How do I drop my 9.6v supply to proper voltage & current?

No seriously though R.G., thanks for the detailed answer.  That's what I was asking for in my first post:  The math.  

Active devices like the emitter follower can do better, because the active device needs so little current from the divider that runs its base. The opamp will do even better - until it runs into its own survival-current-limit at about 20ma.

That is exactly what I was looking for.  I figured it needed very, very little current, but wasn't sure how to proceed.  Thank you!  I'm recording all weekend, but hope to have this cobbled together next week and report back.  

[PRR]

The real question you need to be asking is how much current the 3.2V toy needs.

No. You mention current but did not measure it, and did not ask how to measure it, only: 
a toy that requires only 3.2 volts.  How do I drop my 9.6v supply to proper voltage & current?

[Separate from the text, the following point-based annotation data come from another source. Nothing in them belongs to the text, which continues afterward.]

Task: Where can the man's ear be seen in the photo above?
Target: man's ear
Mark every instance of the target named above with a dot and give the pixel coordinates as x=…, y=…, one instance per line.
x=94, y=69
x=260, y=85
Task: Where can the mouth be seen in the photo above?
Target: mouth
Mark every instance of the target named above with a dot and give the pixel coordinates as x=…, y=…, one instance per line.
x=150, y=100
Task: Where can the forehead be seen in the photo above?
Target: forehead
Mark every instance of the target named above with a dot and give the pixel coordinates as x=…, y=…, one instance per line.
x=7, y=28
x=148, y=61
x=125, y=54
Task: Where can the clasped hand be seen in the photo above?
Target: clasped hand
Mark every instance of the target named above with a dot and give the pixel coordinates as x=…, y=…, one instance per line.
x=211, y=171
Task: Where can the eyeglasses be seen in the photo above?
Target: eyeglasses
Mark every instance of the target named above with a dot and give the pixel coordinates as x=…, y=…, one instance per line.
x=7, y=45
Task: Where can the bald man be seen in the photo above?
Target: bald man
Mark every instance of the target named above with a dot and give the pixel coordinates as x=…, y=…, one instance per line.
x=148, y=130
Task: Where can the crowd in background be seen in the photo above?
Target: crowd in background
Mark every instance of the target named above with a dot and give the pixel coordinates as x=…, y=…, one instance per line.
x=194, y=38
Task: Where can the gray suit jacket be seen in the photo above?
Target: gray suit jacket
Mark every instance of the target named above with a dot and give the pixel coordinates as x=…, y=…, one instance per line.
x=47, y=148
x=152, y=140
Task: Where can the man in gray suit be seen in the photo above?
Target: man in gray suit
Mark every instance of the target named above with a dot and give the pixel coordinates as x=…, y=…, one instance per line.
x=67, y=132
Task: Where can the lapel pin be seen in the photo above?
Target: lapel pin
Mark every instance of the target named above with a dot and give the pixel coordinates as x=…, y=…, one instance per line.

And that is THE KEY to this problem. (Also how much the current varies.) (and how much voltage tolerance it has....) (And which polarity will interface best.)

You got the toy. You got it on a battery, right? Break a battery lead and insert a resistor. You want the resistor drop to be "small" compared to battery voltage. So the problem is circular: you need an estimate of current to measure the current.

So think. Does the toy eat 100 Amperes? No, that would be 320 Watts of heat, and would burn the kid except a toy battery won't supply 100 Amperes.

Could it be 1 microAmp? Watches run on that, but circuits which "do work" (lights, speakers, even line outputs) usually eat more.

I'd assume 1mA. A "small" drop on a 3.2V supply might be 0.3V. 0.3V/0.001A= 300 ohms. Stick in a 330 ohm resistor and measure the voltage drop. If way-large, use a smaller resistor like 100 or 47 ohms. If way small so you can hardly read the drop, go larger.

Work the toy through all modes and volumes, standby to max-annoy. See if the current changes.

If it pulls say 2mA all the time, and you want to drop 6V (9.6V-3.2V= 6V), then 6V/0.002A= 3K resistor.

However if current ever goes to zero (standby), this won't work, the standed-by toy would get the full 9V. Since several common chip processes have <7V breakdowns, and breakdown is not always benign even if limited, it might be ruined.

If your 9V is ample (has lots of excess capacity), a resistor and Zener is simple. Figure 0-2mA for toy. Allow decent current in Zener, maybe >2mA (depends what you use for "zener"). Your resistor is then 6V/0.004A or 1.5K. The zener gets 2mA normal 4mA when toy stands-by, you should check Zener dissipation (this is one place Zener supplies give trouble).

3.3V Zeners are available. Five Si diodes in series will be very close to 3.2V and may be laying around your bench. The voltage can't be too exact because the battery toy must allow for battery fade.

Zener worst-case dissipation might be 9.9V supply, 1350 ohms ("1.5K 10%), 3.5V in Zener. 9.9V-3.5V= 6.4V dropped, 6.4V/1350= nearly 5mA, 5mA*6.4V= 30 milliWatts. You can't hardly buy less than 250mA per Zener, OK. With 5 Si diodes it is 6mA each, diodes often don't have dissipation ratings but are clearly good for 50mA-100mA forward current, 5mA is OK.